Le petit-petit-petit-petit fils d’Adam Smith
“Si un objet ou un service est acheté par un consommateur, c’est qu’il répond à un besoin. Sinon, il disparaîtra naturellement. ”
Là encore, cet argument est avancé comme un fait objectif alors qu’il s’agit bel et bien d’une croyance, qui nous semble bâtie sur deux mythes. D’une part, celui (décidément dévastateur) de la main invisible et d’un marché qui s’autorégule sans que personne n’ait besoin d’intervenir. D’autre part, celui d’un humain pourvu de besoins illimités auxquels il est toujours légitime de répondre.

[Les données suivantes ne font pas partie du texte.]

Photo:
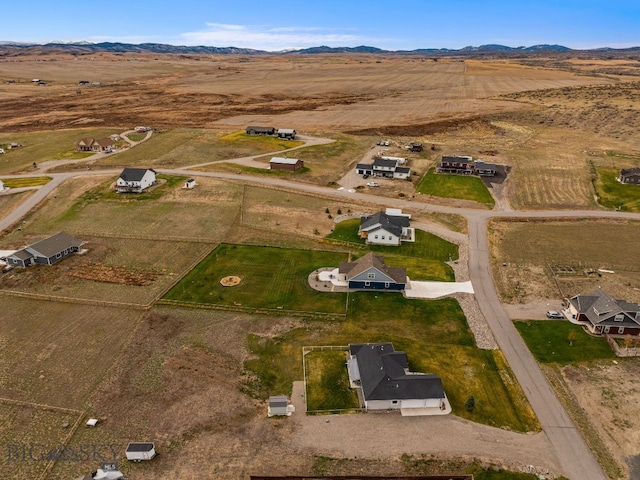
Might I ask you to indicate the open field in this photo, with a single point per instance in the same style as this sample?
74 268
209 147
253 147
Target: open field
271 278
580 244
121 270
615 195
328 382
455 186
436 338
40 146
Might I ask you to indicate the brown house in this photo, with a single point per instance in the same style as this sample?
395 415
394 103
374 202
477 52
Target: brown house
285 164
95 145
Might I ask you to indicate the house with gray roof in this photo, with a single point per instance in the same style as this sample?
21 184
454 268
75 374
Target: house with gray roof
465 165
371 273
384 167
599 313
386 383
47 251
390 227
629 176
135 180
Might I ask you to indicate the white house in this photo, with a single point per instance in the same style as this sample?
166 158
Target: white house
387 228
135 180
386 382
137 451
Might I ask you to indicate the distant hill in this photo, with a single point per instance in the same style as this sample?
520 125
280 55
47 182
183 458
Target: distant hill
84 48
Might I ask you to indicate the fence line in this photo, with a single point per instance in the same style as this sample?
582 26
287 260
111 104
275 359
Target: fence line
80 301
622 351
240 308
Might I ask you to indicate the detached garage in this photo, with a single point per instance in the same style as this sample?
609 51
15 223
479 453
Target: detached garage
285 164
137 451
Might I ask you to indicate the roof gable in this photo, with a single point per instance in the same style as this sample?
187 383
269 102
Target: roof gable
385 375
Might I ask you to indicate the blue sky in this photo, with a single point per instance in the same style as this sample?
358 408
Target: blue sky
277 25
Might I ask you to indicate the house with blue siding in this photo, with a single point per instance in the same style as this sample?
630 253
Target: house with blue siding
47 251
371 273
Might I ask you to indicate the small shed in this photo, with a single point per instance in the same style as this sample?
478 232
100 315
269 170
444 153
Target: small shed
287 133
278 405
137 451
253 130
285 164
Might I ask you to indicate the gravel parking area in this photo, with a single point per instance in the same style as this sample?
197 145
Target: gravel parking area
390 435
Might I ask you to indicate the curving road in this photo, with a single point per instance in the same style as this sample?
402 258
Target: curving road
577 461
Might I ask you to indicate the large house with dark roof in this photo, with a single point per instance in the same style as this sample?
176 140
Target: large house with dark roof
386 382
390 227
465 165
371 273
47 251
135 180
630 176
384 167
599 313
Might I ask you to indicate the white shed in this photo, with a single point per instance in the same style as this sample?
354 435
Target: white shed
137 451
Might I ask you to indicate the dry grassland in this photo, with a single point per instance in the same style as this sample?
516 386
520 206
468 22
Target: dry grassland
586 244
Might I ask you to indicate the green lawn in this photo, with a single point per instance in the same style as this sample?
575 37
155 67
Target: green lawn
26 182
455 186
613 194
424 259
271 278
328 382
426 245
549 342
436 338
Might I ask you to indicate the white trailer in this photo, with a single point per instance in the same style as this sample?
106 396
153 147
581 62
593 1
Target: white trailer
137 451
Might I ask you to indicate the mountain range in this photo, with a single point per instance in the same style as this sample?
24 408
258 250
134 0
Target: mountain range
80 48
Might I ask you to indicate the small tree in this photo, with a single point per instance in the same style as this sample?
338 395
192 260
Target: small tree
470 404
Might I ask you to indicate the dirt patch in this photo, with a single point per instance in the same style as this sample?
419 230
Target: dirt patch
230 281
110 274
609 395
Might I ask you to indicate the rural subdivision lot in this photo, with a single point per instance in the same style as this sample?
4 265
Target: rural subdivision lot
139 333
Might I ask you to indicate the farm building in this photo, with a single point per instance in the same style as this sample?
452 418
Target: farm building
137 451
385 167
252 130
47 251
370 273
630 176
386 228
279 405
386 382
135 180
599 313
285 164
95 145
287 133
465 165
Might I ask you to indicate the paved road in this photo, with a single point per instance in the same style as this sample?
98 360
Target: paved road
577 461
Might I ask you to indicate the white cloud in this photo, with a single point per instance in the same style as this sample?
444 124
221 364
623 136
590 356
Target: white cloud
270 39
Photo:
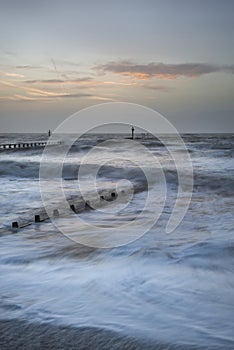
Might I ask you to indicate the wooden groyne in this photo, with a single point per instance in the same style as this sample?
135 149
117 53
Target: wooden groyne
76 206
28 144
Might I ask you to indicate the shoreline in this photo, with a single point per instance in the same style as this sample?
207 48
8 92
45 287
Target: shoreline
25 335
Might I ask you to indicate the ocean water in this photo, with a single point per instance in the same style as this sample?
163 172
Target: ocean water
171 288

De notre côté, on s’étonne toujours de l’influence de ces deux mythes, alors qu’il suffit de considérer un moment certaines stratégies mises en place (subventions, publicité, obsolescence programmée…) pour ébranler sérieusement ces visions du monde.
Le démocrate indigné
“Ce que vous proposez est une dictature, qui êtes-vous pour juger seuls de l’existence de nouveaux projets ? ”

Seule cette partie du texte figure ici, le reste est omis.